In Germany and Europe, fundamentally alternative reform concepts for the public sector are still being discussed by too few participants, let alone being carried out by responsible authorities. Such reforms do, however, require democratic access to the public sector. This is why we need to transfer privatised companies back to local authority ownership as soon as this appears possible. We are encouraged by opposition trends, visible for instance in France, where SUEZ and Veolia originated. In France, over 50 local authorities recently re-acquired water networks and facilities. People and local authorities are fed up with paying for fat profits whilst watching the infrastructures decline. It seems the pendulum is slowly swinging back in favour of publicly-owned services. The question is whether, and when, the trend will reach other European countries. In Germany, transferring privatised companies back to local authority ownership is currently more of the exception. But the fact is: change starts at grass-roots level! This is where the spirit of the times can be altered, and the politics of globally expanding shareholder value can be countered with natural resources.
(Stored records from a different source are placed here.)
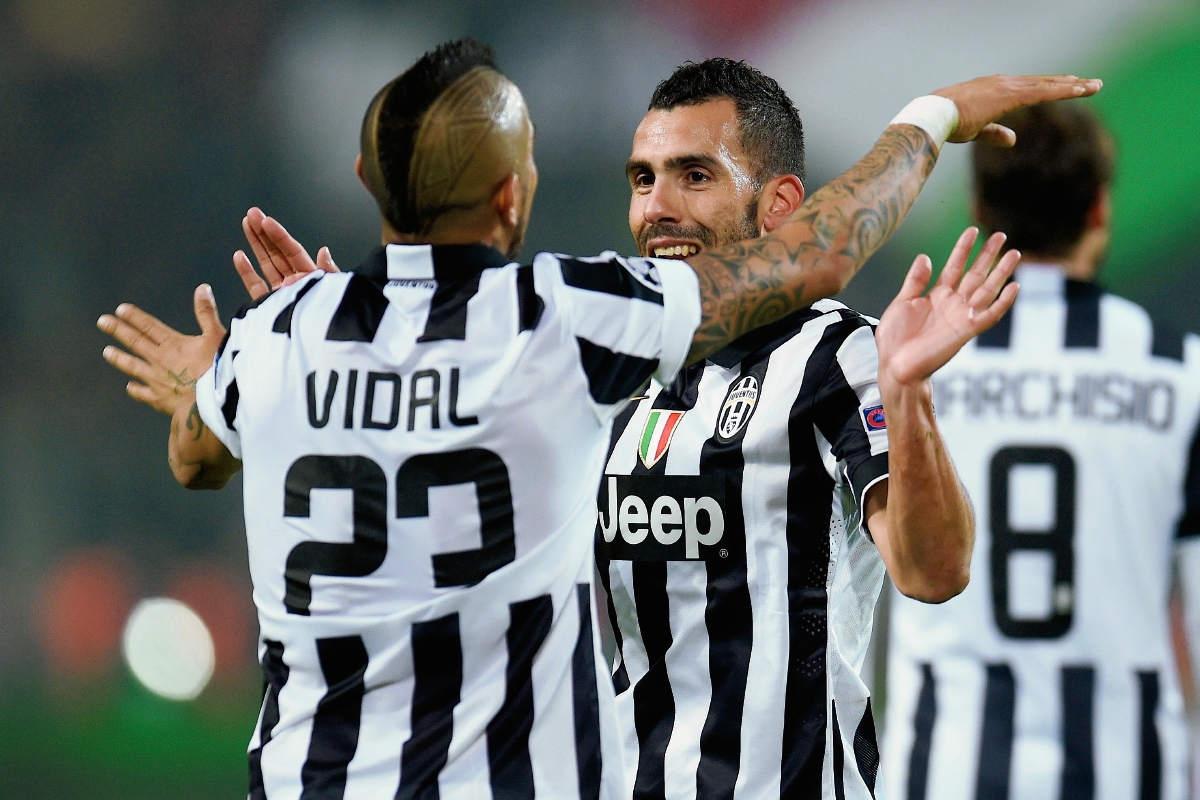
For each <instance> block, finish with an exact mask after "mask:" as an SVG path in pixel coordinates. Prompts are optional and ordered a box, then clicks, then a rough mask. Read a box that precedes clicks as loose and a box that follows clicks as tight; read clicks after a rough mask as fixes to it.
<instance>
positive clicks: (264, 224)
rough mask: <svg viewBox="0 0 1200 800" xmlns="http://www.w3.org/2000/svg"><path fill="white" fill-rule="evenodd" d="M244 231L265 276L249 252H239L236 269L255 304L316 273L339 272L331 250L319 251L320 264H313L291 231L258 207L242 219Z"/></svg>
mask: <svg viewBox="0 0 1200 800" xmlns="http://www.w3.org/2000/svg"><path fill="white" fill-rule="evenodd" d="M241 229H242V231H244V233H245V234H246V241H247V242H250V247H251V249H252V251H254V258H256V259H257V260H258V267H259V270H262V272H263V273H262V276H259V273H258V272H256V271H254V266H253V265H252V264H251V263H250V258H247V257H246V252H245V251H241V249H239V251H238V252H236V253H234V254H233V267H234V269H235V270H238V276H239V277H241V282H242V284H244V285H245V287H246V291H248V293H250V296H251V299H252V300H258V299H259V297H263V296H264V295H266V294H270V293H271V291H274V290H275V289H278V288H281V287H286V285H289V284H292V283H295V282H296V281H299V279H300V278H301V277H304V276H305V275H308V273H310V272H312V271H314V270H322V271H324V272H337V271H338V269H337V265H336V264H334V258H332V257H331V255H330V254H329V248H328V247H322V248H320V249H319V251H317V261H316V263H313V260H312V258H311V257H310V255H308V251H306V249H305V248H304V247H302V246H301V245H300V242H298V241H296V240H295V239H294V237H293V236H292V234H289V233H288V231H287V228H284V227H283V225H281V224H280V223H278V221H276V219H274V218H272V217H269V216H266V215H265V213H263V211H262V209H258V207H257V206H256V207H252V209H251V210H250V211H247V212H246V216H245V217H242V219H241Z"/></svg>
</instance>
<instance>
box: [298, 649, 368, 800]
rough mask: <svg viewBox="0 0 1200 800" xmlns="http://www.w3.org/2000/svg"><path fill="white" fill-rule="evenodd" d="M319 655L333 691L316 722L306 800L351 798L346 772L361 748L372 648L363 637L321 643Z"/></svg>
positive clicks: (310, 744) (302, 770)
mask: <svg viewBox="0 0 1200 800" xmlns="http://www.w3.org/2000/svg"><path fill="white" fill-rule="evenodd" d="M317 657H318V658H319V660H320V672H322V674H323V675H324V676H325V686H326V687H328V688H326V690H325V696H324V697H323V698H320V702H319V703H318V704H317V712H316V714H314V715H313V718H312V738H311V739H310V740H308V757H307V759H305V763H304V768H302V769H301V770H300V781H301V783H302V784H304V790H302V792H301V793H300V800H337V799H340V798H342V796H343V795H344V794H346V769H347V766H348V765H349V763H350V759H352V758H354V752H355V751H356V750H358V746H359V724H360V722H361V715H362V694H364V691H365V685H364V680H362V679H364V675H366V672H367V649H366V646H365V645H364V644H362V638H361V637H358V636H341V637H336V638H331V639H317Z"/></svg>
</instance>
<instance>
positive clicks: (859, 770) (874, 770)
mask: <svg viewBox="0 0 1200 800" xmlns="http://www.w3.org/2000/svg"><path fill="white" fill-rule="evenodd" d="M854 760H856V762H857V763H858V774H859V775H862V776H863V783H865V784H866V788H868V789H870V790H871V796H872V798H874V796H875V780H876V777H878V774H880V741H878V739H877V738H876V735H875V714H874V712H872V711H871V698H869V697H868V698H866V710H865V711H863V718H862V720H859V721H858V728H856V729H854Z"/></svg>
What does this imply for us? In Europe and Germany we have to prepare for changing conditions which will open up new possibilities for us. They'll be less euphoric, but definitely more substantial. Over the past five years, The Left Party has done everything in Berlin to ensure greater transparency in publicly-owned company management and greater democratic accountability to the city's parliament and government. This marks the beginning of a different kind of development logic. What we need are forms of public organisation which are tailored to specific local tasks, which enable the economic fulfilment of assignments without looking at profit maximisation, and which give priority to ecological, social and urban development aspects. This includes democratic scrutiny over the enterprises. They must not be allowed to fall into the hands of local elites, nor should they be forfeited to megalomaniac urban policies in the scramble for location prestige. After all, the pressure to act in this way is an expression of our current political and economic conditions of reproduction. Nobody can simply ignore or exclude this. We have to seek ways of structurally counteracting this pressure. However, there also has be a change in direction in social and financial policies throughout Europe. This is needed in order to free the local communities from pressures to make profits from infrastructures dedicated to public welfare in order to finance their social tasks.
Participatory forms of water acquisition and waste-water disposal are an absolute exception in Germany at the moment. They are still rarely found, and then only in very small communities. In these particular cases, large-scale, technically complex and extremely expensive infrastructures are impractical. At the present time, the water cooperative is not a convincing or feasible alternative for large integrated urban areas. But maybe this is just a question of time…
Nevertheless, water cooperatives are incredibly important for other reasons: they stand for the principle of solidarity in the environmentally friendly use of water. It is still as important as ever to keep one special point alive in this debate: water is a local natural resource, which has to be managed and sustained locally. Water is an asset, which should not be subjected to profit maximisation. Its distribution and use must be carried out with the greatest possible participation, and with the access and acceptance of all. With this aim in mind, we must stick together in our struggle under extremely varied circumstances – on the spot and worldwide.